The line in the same chart shows the average score for each block of 10. There are more couples with lower numbers, so perhaps we'd expect their average score to end up closer to the overall average of all couples than it is; it's rather higher. But those couples are also likely to have had more serious competition in previous rounds, which should also drive their average up compared to everyone else arriving via other routes. There isn't an obvious relationship between couple number and score as such. The foreigners are fine too, there just aren't that many of them.

More precise geographical origin of the couples is at least partially given in the source data, but as it's mostly in the form of tiny flags in graphics it would be a lot more work to get it, which I haven't done.

So, basically, no, there isn't anything I can say about how to do well, based on this data. There's no couple who did so clearly well or so clearly badly that you could watch and learn.

General remarks

In my own opinion, it's rather unrealistic of me to look at the Mundial as though it were a sporting competition. If it were you were really going for an exciting sporting competition, or some sort of mechanism for identifying the best dancers, then you would probably design a rather different event. It might, for example, include challenging tests of the ability to dance well to a variety of music, including milonga and vals, on a floor more than one-third full. There might be more rounds, with the judges taking longer looks at fewer couples in each. Judging criteria would be a matter of public record, rather than rumour. And there would be a system for creating agreement between the judges over time, beyond simply agreeing that scores below 7 were impolite. What it is, rather, is a marketing exercise for the 'Tango Salon' industry, designed to honour the heritage and disseminate awareness of the music and dance, while bringing lots of young couples who dance in a certain popular, standard-ish way, to public attention and prosperity.

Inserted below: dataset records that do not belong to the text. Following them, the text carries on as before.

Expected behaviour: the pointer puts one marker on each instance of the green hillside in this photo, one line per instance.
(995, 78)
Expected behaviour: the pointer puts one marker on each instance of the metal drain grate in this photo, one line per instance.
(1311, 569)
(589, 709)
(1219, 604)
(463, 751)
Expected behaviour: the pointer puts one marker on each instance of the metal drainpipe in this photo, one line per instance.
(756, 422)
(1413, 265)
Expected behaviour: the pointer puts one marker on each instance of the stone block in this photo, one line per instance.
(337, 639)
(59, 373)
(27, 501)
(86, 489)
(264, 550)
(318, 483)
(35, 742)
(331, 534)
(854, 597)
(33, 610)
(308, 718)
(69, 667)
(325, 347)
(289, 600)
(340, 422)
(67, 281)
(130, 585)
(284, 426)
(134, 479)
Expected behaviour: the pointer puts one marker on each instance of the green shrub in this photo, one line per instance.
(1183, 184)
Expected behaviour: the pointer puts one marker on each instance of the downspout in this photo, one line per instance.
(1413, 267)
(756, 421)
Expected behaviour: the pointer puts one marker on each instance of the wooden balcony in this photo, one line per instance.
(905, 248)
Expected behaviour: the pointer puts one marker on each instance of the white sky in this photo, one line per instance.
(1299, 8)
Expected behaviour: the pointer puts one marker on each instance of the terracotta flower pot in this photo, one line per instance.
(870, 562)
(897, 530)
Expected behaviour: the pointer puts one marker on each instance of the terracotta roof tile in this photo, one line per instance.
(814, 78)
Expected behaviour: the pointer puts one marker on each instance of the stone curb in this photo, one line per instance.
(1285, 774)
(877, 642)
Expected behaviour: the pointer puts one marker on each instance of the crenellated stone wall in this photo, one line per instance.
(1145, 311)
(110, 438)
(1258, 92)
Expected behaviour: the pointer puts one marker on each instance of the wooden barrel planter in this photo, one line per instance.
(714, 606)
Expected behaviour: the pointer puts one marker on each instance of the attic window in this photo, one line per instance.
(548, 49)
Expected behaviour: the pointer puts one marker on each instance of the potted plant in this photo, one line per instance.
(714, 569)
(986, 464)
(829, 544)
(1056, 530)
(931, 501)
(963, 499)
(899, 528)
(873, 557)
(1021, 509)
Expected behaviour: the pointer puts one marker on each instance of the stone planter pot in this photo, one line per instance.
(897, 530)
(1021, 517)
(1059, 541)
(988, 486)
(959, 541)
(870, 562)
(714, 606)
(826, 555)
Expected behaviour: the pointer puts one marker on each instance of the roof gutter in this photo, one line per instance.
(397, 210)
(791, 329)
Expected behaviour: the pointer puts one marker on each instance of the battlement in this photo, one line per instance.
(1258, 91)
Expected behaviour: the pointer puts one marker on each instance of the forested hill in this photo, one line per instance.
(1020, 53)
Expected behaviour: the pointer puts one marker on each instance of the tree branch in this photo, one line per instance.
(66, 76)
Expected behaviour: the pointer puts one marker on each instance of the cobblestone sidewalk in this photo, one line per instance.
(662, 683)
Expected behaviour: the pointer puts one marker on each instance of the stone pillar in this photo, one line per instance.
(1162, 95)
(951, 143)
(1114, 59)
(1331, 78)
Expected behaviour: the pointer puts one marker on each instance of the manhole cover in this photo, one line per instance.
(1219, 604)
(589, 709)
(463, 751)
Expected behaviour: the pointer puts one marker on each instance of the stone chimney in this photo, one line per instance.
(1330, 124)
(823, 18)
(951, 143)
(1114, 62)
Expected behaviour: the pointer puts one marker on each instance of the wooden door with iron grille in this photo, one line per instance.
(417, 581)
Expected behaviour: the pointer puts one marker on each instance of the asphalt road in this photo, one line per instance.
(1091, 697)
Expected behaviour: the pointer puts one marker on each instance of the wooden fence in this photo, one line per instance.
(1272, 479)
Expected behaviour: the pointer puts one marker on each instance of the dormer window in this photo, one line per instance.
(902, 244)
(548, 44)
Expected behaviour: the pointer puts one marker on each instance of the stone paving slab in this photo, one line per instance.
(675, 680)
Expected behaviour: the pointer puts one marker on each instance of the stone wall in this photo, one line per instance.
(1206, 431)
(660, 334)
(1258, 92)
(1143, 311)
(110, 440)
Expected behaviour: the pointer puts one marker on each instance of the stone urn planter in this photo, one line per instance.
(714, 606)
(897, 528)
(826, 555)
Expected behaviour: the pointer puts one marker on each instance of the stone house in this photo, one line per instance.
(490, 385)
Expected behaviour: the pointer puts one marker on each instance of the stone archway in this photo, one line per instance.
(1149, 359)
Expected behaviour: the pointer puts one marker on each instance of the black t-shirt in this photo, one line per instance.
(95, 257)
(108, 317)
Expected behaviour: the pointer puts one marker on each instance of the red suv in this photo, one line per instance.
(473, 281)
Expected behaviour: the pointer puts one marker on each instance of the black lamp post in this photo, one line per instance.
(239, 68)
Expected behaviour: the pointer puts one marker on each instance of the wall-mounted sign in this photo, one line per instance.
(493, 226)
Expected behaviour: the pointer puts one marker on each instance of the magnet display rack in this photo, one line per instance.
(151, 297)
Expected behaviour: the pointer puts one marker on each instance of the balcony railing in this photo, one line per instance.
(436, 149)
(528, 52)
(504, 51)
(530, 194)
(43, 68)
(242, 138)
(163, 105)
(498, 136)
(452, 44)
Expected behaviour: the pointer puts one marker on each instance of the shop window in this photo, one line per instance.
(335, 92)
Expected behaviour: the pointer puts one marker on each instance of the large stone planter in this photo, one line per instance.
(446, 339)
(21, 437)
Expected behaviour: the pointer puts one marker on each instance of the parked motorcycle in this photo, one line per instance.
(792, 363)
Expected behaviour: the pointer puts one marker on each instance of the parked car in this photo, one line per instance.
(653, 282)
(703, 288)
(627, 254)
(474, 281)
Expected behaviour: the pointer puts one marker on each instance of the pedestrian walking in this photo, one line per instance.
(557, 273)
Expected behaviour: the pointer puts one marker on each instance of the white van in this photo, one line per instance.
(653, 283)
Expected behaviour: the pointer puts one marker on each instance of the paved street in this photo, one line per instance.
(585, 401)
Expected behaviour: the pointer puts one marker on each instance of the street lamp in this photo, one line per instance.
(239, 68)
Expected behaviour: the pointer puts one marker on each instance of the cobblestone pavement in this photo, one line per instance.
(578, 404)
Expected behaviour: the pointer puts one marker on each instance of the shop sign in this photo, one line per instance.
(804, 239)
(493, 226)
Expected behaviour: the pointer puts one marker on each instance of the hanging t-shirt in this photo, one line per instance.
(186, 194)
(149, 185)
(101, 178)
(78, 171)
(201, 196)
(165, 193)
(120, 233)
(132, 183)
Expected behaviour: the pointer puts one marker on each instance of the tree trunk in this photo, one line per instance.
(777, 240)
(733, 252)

If you are choosing a teacher, having reached the final in the Mundial indicates that a couple dance well in a particular style and have good tango technique, at least when dancing with their competition partner - as opposed to the very different sort of technique that is used for "Argentine Tango" on Strictly Come Dancing. It is not evidence that even one judge in the final thought they were the best. They may have been, but the chances are the judges didn't know - or if they thought they knew, they certainly didn't agree - in which case, I definitely don't know, and you don't know, either. Their ranking within the final says very little, if anything at all.

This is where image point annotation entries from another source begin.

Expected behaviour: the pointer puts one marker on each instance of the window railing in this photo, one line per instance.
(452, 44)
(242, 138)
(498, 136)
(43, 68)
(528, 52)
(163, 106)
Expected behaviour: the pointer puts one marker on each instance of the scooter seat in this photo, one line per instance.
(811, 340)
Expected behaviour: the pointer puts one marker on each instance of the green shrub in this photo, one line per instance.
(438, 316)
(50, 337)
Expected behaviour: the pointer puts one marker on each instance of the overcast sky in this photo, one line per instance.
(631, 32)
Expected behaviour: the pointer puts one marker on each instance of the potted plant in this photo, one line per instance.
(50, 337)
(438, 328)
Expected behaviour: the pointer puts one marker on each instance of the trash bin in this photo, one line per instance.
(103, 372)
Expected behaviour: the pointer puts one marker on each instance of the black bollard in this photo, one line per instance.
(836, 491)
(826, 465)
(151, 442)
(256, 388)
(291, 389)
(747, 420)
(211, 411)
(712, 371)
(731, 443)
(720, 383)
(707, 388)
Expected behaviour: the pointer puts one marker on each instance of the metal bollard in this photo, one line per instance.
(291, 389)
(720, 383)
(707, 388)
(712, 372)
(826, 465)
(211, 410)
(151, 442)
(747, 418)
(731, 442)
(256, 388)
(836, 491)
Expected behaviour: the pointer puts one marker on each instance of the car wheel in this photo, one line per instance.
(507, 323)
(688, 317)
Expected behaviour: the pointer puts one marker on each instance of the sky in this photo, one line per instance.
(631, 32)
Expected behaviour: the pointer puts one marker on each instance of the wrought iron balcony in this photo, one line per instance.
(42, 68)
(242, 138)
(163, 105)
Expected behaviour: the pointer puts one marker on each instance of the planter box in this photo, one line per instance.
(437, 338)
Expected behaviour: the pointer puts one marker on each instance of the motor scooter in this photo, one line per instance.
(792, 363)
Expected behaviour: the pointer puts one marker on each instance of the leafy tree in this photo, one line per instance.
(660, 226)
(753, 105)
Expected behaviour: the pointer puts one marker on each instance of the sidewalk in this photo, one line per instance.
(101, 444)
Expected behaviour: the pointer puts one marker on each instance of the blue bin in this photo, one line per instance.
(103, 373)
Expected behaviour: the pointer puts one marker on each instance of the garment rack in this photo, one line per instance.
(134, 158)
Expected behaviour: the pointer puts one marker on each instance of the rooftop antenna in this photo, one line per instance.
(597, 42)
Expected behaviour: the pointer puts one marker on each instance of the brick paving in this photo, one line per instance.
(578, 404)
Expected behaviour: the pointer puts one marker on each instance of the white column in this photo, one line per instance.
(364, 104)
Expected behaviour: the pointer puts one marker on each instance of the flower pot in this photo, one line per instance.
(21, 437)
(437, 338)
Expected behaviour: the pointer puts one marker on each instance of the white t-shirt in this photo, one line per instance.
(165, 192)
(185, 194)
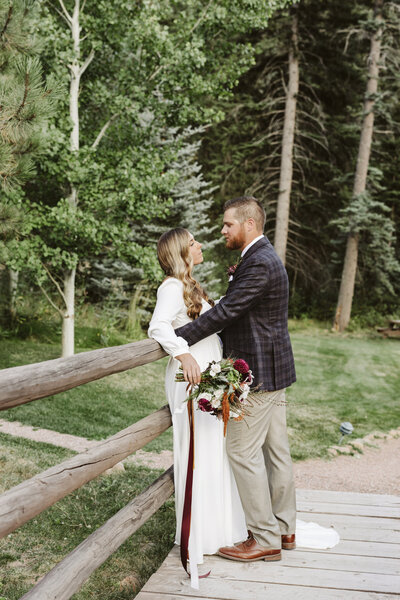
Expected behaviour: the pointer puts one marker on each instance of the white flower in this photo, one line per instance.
(215, 369)
(245, 392)
(206, 396)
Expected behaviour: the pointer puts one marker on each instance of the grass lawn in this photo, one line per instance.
(340, 378)
(352, 378)
(32, 550)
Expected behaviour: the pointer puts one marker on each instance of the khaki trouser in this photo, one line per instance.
(258, 450)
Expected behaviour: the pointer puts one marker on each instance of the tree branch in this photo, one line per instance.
(201, 18)
(51, 301)
(21, 106)
(87, 62)
(103, 131)
(8, 19)
(66, 13)
(56, 284)
(62, 16)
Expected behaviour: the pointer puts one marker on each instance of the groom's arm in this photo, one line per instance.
(249, 286)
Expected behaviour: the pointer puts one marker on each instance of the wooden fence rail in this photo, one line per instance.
(71, 573)
(19, 385)
(18, 505)
(28, 499)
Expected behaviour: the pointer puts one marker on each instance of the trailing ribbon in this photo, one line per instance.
(187, 505)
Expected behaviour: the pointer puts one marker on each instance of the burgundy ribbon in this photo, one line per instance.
(187, 505)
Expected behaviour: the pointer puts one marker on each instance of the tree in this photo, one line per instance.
(286, 169)
(126, 60)
(26, 103)
(345, 299)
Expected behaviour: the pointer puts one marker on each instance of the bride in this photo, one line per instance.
(217, 516)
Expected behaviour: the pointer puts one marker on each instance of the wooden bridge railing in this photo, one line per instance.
(18, 505)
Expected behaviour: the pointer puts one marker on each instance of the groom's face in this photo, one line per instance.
(233, 231)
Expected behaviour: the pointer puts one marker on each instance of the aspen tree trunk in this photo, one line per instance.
(346, 292)
(286, 170)
(12, 293)
(77, 69)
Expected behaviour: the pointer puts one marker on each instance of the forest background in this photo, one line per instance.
(120, 120)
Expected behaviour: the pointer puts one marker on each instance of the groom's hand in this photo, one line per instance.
(190, 368)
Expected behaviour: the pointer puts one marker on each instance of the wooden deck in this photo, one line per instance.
(365, 565)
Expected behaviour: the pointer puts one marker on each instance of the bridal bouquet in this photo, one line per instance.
(223, 389)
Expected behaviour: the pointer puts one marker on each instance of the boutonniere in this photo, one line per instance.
(232, 269)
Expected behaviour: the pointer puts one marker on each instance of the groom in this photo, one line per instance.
(253, 319)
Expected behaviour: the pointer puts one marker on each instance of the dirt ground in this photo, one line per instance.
(375, 471)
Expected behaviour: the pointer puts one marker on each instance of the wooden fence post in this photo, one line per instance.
(26, 500)
(69, 575)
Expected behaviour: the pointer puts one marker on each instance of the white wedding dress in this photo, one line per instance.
(217, 515)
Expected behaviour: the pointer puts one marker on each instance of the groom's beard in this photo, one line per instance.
(236, 242)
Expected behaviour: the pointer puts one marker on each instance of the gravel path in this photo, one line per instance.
(375, 471)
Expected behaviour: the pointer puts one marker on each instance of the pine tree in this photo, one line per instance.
(26, 101)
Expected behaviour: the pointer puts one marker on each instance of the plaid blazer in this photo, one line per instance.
(253, 318)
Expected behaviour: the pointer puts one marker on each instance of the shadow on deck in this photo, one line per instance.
(365, 564)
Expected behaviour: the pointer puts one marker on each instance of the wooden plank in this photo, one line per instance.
(26, 500)
(69, 575)
(326, 560)
(359, 521)
(359, 510)
(259, 591)
(362, 548)
(347, 497)
(19, 385)
(225, 573)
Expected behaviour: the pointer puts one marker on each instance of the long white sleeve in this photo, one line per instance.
(169, 304)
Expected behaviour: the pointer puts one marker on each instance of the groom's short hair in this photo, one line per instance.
(248, 207)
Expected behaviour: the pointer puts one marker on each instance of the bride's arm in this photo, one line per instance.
(169, 303)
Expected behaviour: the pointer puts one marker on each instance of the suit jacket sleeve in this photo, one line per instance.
(249, 284)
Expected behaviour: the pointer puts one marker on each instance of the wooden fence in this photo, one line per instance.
(18, 505)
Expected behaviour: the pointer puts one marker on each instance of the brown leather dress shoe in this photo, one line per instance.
(250, 550)
(289, 542)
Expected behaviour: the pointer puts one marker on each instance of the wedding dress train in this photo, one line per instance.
(217, 514)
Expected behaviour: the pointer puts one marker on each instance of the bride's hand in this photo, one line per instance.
(190, 368)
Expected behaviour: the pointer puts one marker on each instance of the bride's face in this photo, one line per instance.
(195, 250)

This is, in my opinion, pretty much how it should be. I don't think a true sporting competition in these circumstances would necessarily be a good idea. It didn't do ballroom any good, as a social dance.

In particular, I think it's probably a good thing that the judges don't agree. Standardisation would be toxic.

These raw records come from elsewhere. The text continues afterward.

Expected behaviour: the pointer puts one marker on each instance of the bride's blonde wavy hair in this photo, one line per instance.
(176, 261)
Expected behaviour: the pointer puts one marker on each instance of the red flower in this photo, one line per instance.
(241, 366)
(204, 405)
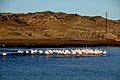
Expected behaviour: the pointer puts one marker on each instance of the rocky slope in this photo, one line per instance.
(56, 25)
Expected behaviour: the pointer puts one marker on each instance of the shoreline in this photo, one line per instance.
(56, 43)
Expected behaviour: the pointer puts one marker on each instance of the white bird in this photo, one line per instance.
(4, 54)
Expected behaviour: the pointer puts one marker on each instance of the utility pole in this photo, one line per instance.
(106, 23)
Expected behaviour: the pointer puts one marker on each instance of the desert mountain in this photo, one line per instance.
(55, 25)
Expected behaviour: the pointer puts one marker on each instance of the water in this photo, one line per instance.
(42, 68)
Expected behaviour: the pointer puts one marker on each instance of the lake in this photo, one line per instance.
(42, 68)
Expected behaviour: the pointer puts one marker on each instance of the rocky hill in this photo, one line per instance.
(56, 25)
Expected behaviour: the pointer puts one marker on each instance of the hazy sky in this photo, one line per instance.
(81, 7)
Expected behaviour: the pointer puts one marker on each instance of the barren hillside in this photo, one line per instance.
(55, 25)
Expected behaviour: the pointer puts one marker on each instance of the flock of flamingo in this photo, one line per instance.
(62, 52)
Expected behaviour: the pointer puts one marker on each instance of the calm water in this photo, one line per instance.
(42, 68)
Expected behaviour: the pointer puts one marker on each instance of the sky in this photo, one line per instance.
(81, 7)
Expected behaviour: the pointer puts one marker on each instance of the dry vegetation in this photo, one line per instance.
(56, 25)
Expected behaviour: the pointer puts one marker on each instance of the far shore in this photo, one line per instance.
(56, 43)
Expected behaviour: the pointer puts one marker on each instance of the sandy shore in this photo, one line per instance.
(56, 42)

I do have a couple more questions.
  • Can we seperate the level of disagreement between the judges from the question of whether there is any real difference between the couples that they could possibly measure? I can compare the real data with simulated data based on having and not having a real difference, and the results are amusing, but I think I end up assuming what I set out to prove. It might be more interesting to compare the Campeonato de la Ciudad.
  • Does the order in which the couples are called - in four rondas - have any relation to their scores? I do have at least partial data for this, but putting it together requires some more work.
  • It would be nice to have tidy data about geographical origin, but again, it's a lot of work to peer at all the little flags in the published data and write down what they are, and it probably doesn't tell us much more than the competition ID numbers do; most of the people who are both interested in entering this competition, and competent enough to do well, are Argentinians.
Anyway, enjoy interacting with the report, and go ahead, share and comment. I'll upload the data so you can download it and do your own analysis.